After facing adverse reaction from states, the Union Ministry of Power on late Saturday night reversed its earlier directive to say CIL will now import coal for states.
“In view of suggestions received from states, it was decided in the meeting that CIL would import coal for blending on government-to-government (G2G) basis and supply this imported coal to state gencos and IPPs on composite billing, along with domestic coal,” said the ministry’s directive, reviewed by Business Standard. It further asked state gencos and IPPs to ‘keep in abeyance’ any tender issued for importing coal for blending and instead ‘await price discovery by CIL through the G2G route’.
But the industry is of the view that constant directive flip-flops and dearth of coordination between Centre and states will cost heavily.
“Private gencos are now facing working capital pressure on account of increase in fuel cost attributable to imported coal and deteriorating quality of domestic coal, coupled with payment delays from states leading to record high dues,” said an executive.
The dues of discoms to gencos have touched a record high of Rs 1 trillion, of which the lion’s share is of private gencos.
The power ministry on May 5 issued a directive under Section 11 of the Electricity Act, asking them to import coal for blending up to 10 per cent at their generation units. This was done to reduce pressure on domestic supply.
On May 18, it warned all gencos that the coal blending benchmark would be increased to 15 per cent, from the present-day 10 per cent, if they do not import coal by the end of this month.

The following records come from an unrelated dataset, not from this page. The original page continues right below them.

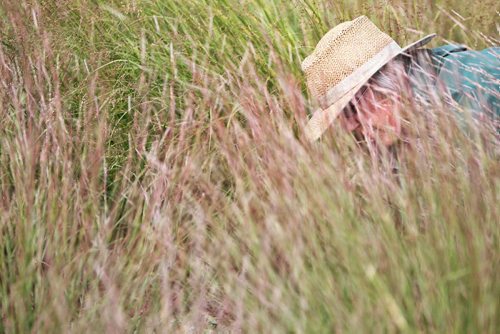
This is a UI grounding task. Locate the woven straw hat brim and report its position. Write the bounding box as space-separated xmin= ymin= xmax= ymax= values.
xmin=305 ymin=34 xmax=436 ymax=141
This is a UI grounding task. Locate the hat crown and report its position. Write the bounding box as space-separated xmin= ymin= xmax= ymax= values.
xmin=302 ymin=16 xmax=395 ymax=99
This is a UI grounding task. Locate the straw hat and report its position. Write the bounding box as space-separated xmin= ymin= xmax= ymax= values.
xmin=302 ymin=16 xmax=436 ymax=141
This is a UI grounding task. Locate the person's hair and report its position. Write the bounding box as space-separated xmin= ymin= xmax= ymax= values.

State and private gencos will cumulatively require 38-40 million tonnes (mt) of imported coal for blending at 10 per cent. Central government-owned NTPC is in the process of issuing tenders worth 20 mt to meet its imported coal blending target. Due to the high cost of imported coal, power tariff from NTPC units is scheduled to go up by at least 50-70 paise. This will have to be borne by consumers.
For state and private gencos, they will need regulatory approval for transferring the additional cost of imported coal on to consumers. Invoking Section 11 of the Act again, the power ministry last week allowed state and private units to charge a compensation tariff in lieu of importing coal.